While we’re all taking the temperatures of the summer blockbusters and examining their contents for possible clues as to the direction of Hollywood, this season has also had a passel of great debuts by first-time filmmakers: Ari Aster (Hereditary), Boots Riley (Sorry to Bother You), Carlos López Estrada (Blindspotting). Joining that company is Bo Burnham, the stand-up comic who turns 28 later this month and whose scarifying movie about adolescence, Eighth Grade, expands to theaters in Tarrant County this week.
Elsie Fisher stars as Kayla Day, a 13-year-old girl being raised by her divorced father (Josh Hamilton, who is not to be confused with the similarly named baseball player). She spends much of her free time making and posting YouTube videos about being confident, without disclosing that that’s the very thing she has trouble with at school. It’s the last week of school before summer vacation, and when she gets back a video she made of herself two years ago predicting she’d be the coolest girl in school, it’s a crushing reminder of how far she’s fallen short.

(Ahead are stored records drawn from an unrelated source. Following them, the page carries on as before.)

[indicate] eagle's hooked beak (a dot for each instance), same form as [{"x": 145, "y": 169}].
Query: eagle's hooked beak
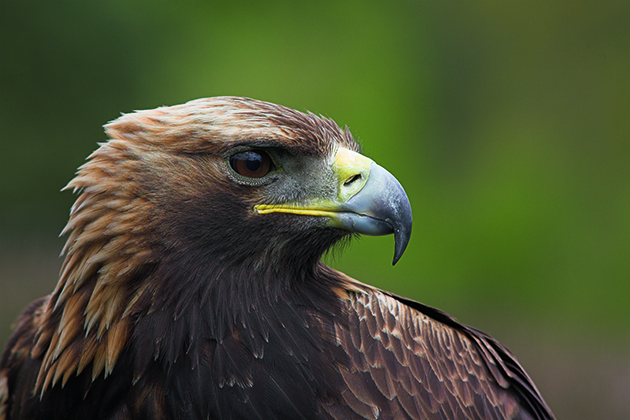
[{"x": 369, "y": 201}]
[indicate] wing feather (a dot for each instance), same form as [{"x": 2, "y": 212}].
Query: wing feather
[{"x": 409, "y": 361}]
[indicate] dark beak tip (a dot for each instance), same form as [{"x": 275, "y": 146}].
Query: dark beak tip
[{"x": 401, "y": 240}]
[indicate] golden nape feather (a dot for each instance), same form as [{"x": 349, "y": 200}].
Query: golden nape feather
[{"x": 193, "y": 287}]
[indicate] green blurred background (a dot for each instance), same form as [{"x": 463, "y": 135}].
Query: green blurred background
[{"x": 507, "y": 123}]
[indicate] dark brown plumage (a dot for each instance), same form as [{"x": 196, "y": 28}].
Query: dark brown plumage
[{"x": 192, "y": 287}]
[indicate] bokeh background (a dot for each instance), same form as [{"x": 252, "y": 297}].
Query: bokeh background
[{"x": 507, "y": 123}]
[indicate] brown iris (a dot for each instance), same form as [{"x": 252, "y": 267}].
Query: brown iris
[{"x": 252, "y": 163}]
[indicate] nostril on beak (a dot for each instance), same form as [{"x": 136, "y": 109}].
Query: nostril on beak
[{"x": 353, "y": 178}]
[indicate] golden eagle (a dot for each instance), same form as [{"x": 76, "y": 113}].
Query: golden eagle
[{"x": 192, "y": 286}]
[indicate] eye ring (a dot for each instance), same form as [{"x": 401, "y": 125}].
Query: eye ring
[{"x": 251, "y": 163}]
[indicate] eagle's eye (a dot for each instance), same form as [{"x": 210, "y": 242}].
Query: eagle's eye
[{"x": 252, "y": 163}]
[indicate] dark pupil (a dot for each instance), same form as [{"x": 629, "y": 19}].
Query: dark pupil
[{"x": 253, "y": 161}]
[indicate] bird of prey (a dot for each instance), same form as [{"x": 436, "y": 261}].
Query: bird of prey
[{"x": 192, "y": 286}]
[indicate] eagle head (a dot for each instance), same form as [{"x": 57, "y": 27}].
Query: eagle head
[{"x": 204, "y": 210}]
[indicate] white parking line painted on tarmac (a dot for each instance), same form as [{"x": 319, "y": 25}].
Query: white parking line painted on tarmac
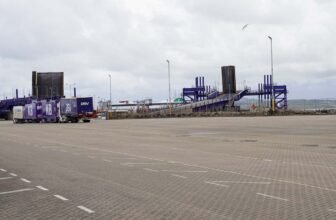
[
  {"x": 216, "y": 184},
  {"x": 42, "y": 188},
  {"x": 61, "y": 197},
  {"x": 6, "y": 178},
  {"x": 272, "y": 197},
  {"x": 85, "y": 209},
  {"x": 131, "y": 164},
  {"x": 179, "y": 176},
  {"x": 185, "y": 171},
  {"x": 241, "y": 182},
  {"x": 16, "y": 191},
  {"x": 150, "y": 170},
  {"x": 25, "y": 180}
]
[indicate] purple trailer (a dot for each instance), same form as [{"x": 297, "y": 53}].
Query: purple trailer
[
  {"x": 69, "y": 110},
  {"x": 29, "y": 113},
  {"x": 48, "y": 111}
]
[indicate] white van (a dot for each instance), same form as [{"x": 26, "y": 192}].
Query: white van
[{"x": 18, "y": 114}]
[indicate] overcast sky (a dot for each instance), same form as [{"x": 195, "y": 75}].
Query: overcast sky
[{"x": 132, "y": 39}]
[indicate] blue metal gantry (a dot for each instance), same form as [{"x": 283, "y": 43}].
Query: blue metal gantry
[{"x": 201, "y": 98}]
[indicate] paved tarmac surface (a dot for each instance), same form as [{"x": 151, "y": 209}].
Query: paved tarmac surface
[{"x": 194, "y": 168}]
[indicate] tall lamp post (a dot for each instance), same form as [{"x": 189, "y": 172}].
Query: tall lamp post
[
  {"x": 110, "y": 106},
  {"x": 169, "y": 101},
  {"x": 272, "y": 81}
]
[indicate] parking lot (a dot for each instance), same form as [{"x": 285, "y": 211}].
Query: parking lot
[{"x": 192, "y": 168}]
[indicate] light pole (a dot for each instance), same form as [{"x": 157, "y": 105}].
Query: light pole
[
  {"x": 272, "y": 81},
  {"x": 169, "y": 101},
  {"x": 110, "y": 92}
]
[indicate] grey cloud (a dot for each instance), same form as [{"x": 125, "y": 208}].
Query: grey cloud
[{"x": 132, "y": 40}]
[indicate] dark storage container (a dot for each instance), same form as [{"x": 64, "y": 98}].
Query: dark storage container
[
  {"x": 229, "y": 79},
  {"x": 47, "y": 84},
  {"x": 84, "y": 105}
]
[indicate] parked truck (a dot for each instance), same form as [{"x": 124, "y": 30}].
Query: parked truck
[
  {"x": 75, "y": 109},
  {"x": 18, "y": 114},
  {"x": 51, "y": 111}
]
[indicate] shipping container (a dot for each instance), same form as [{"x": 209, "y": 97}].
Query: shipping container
[
  {"x": 68, "y": 110},
  {"x": 48, "y": 111}
]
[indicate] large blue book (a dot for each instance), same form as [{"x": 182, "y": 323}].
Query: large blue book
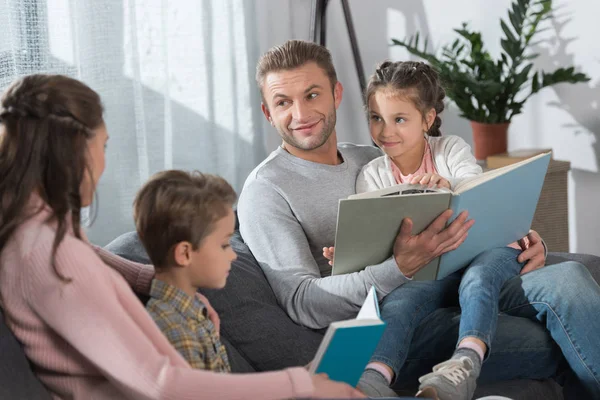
[
  {"x": 501, "y": 201},
  {"x": 348, "y": 346}
]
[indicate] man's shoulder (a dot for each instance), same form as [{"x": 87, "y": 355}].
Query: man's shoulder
[
  {"x": 360, "y": 152},
  {"x": 264, "y": 174}
]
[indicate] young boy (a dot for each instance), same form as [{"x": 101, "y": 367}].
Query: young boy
[{"x": 185, "y": 221}]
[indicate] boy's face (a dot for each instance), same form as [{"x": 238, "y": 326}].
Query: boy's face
[{"x": 210, "y": 264}]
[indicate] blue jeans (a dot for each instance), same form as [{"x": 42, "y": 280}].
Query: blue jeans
[
  {"x": 479, "y": 292},
  {"x": 563, "y": 297}
]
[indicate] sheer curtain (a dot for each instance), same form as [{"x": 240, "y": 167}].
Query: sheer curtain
[{"x": 176, "y": 79}]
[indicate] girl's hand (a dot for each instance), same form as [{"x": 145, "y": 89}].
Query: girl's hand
[
  {"x": 328, "y": 254},
  {"x": 431, "y": 180}
]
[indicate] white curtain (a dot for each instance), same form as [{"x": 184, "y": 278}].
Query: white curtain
[{"x": 176, "y": 79}]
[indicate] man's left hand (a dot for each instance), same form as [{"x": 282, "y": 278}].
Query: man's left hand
[{"x": 533, "y": 254}]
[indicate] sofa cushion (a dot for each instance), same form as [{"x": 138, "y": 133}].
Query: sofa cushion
[
  {"x": 251, "y": 318},
  {"x": 17, "y": 381},
  {"x": 590, "y": 261}
]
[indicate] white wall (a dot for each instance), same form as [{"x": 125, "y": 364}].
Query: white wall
[{"x": 565, "y": 118}]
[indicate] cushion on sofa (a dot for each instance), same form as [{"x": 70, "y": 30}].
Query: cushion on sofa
[{"x": 251, "y": 318}]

Burnham films this in a lo-fi style, with much of the action being shot in the grainy video of Kayla’s videos. He has an eye for middle-school drudgery, as witnessed by his depiction of a dreary awards assembly near the beginning. There’s a thoroughly depressing scene in which the students are practicing what to do in the event of a mass shooting, made funnier and more depressing by the fact that the “gunman” is a cop holding a fake AK-47 and saying “bang” while the drama club kids overemote being shot. Anna Meredith’s candy-colored music nevertheless draws our attention to the insecurities and indignities foisted upon Kayla on a daily basis, and she provides a great whoosh of sound when Kayla sees a cute boy (Luke Prael) who has all the confidence that she lacks. (He also seems really, really stupid, but Kayla doesn’t notice this.)
The centerpiece of the movie is a scene when Kayla and other kids take a field trip to the high school they’re going to attend, where they’re assigned to shadow a particular student. The girl she’s assigned to (Emily Robinson) seems pretty cool, but after an enjoyable evening at the mall, Kayla winds up left alone in a car with an older boy (Daniel Zolghadri) who takes his shirt off and asks her to do the same and has no intention of stopping there. The scene is excruciating and gross and should probably be shown in middle schools everywhere, because it’s naive in the extreme to think that stuff like this doesn’t happen to 13-year-old girls.
Fisher, who’s best known for providing the voice of the youngest sister in the Despicable Me movies, does sterling work in the lead role as a girl who’s trying to project confidence even though she has noticeable acne (not as bad as I had at that age), and, as a pool party sequence makes clear, her body hasn’t developed as quickly as the other girls’ have. This is the best role of her career, and while you can say that she’s only getting started, the 49-year-old Hamilton also has his best role. He makes the most out of a scene late on when Kayla, at her lowest point, makes a backyard bonfire out of her childhood keepsakes and her dad somehow manages to say the right thing.
Some of my fellow film critics are making out Eighth Grade to be a document about adolescence in the Snapchat era — indeed, the high-school kids get into a debate about this very subject, and they’re blown away when Kayla says she’s had the app since fifth grade. Still, I don’t find this movie to be especially tied to our time or technology. Her YouTube videos make it easier for Kayla to put up a smooth facade to the world, but the actual experience of growing up is as difficult as many other girls have found it through the centuries. Burnham captures that teenage feeling you get that the world is a hopeless pit of despair, and at the same time he shows that it doesn’t have to be. Summer is always just around the corner.
Starring Elsie Fisher and Josh Hamilton. Written and directed by Bo Burnham. Rated R.